Earlier this month, Malaysian Prime Minister Najib Razak dissolved parliament and it is expected the country's Election Commission will meet Wednesday to discuss a new election date. Razak is facing opposition leader Anwar Ibrahim in an election that must be held by the end of this month.
As has been previously noted, Razak is taking a page from the playbook of American politicians, offering up an array of goodies to motivate Malaysians to vote for him.
Along with a vow to fight corruption, Razak has promised more financial assistance for Malaysia's needy and cheaper cars and homes, among other motivators, the Associated Press reported.
Najib pledged to increase an annual handout for millions of poor households from $164 to $392, build 1 million low-cost homes and lower car prices by up to 30 percent over the next five years, according to the AP.
Last year, Razak unveiled the $444 billion Economic Transformation Program aimed bolstering domestic demand and lifting personal incomes.

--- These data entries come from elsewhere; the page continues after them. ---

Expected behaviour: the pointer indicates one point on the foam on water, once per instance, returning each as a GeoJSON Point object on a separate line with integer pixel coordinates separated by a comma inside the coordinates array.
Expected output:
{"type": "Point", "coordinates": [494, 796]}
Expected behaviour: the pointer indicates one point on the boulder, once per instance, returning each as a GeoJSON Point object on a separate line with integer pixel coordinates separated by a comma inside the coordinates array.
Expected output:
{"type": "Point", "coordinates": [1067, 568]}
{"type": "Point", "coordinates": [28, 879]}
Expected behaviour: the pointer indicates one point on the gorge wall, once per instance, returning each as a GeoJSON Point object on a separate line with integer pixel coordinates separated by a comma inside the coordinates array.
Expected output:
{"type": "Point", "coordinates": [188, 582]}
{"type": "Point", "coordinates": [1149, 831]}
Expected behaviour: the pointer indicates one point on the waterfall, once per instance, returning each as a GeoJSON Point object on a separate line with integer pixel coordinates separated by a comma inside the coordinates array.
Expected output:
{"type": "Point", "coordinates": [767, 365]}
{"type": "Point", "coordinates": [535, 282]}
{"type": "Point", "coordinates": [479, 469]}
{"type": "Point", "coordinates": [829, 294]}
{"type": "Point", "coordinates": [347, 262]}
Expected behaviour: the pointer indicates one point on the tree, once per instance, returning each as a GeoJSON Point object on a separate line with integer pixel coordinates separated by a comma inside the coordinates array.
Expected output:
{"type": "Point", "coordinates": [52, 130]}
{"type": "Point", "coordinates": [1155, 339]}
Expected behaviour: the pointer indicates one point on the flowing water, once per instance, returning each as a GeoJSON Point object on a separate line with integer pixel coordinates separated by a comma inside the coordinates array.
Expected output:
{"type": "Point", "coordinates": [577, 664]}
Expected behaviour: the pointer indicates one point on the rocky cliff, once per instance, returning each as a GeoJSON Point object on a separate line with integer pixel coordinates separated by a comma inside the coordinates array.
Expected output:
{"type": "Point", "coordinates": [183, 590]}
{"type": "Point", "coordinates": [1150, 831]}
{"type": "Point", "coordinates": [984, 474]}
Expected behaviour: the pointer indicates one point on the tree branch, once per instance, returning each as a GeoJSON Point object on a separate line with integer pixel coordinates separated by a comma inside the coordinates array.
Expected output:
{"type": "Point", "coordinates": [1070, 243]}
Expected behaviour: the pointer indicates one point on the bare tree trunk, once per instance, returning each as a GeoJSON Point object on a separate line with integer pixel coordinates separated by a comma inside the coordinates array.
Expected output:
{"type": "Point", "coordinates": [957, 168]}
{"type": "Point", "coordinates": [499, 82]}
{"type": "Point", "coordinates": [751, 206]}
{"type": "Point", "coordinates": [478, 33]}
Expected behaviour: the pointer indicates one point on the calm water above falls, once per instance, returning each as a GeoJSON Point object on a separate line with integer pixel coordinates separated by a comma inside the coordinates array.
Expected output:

Still, Razak, particularly if he is reelected, must be careful of how far he takes government largess. Malaysia's debt-to-GDP ratio of 51 percent is among the highest in Asia and its deficit-to-GDP ratio is also among the highest in the region.
One reason investors, EWM holders included, may want to see Razak emerge victorious is because government policies have helped buoy Malaysia's domestic demand story.
That has enabled the country to join the ranks of Indonesia and the Philippines as Southeast Asian economies that have proven durable in a fragile export environment.
"One follows the other, and the broad policy thrust is to move towards a high-income economy via re-energising the private sector to lead growth; developing quality workforce and reducing dependency on foreign labour; creating a competitive domestic economy; strengthening the public sector; putting in place transparent and market-friendly affirmative action; building the knowledge base and infrastructure; enhancing sources of growth and ensuring sustainability of growth," said Morgan Stanley in a recent research note.
At the moment, Razak looks like the favorite and EWM's recent price action might be a sign the ETF has begun to price in that result. And that could be a sign EWM investors should be happy with the status quo.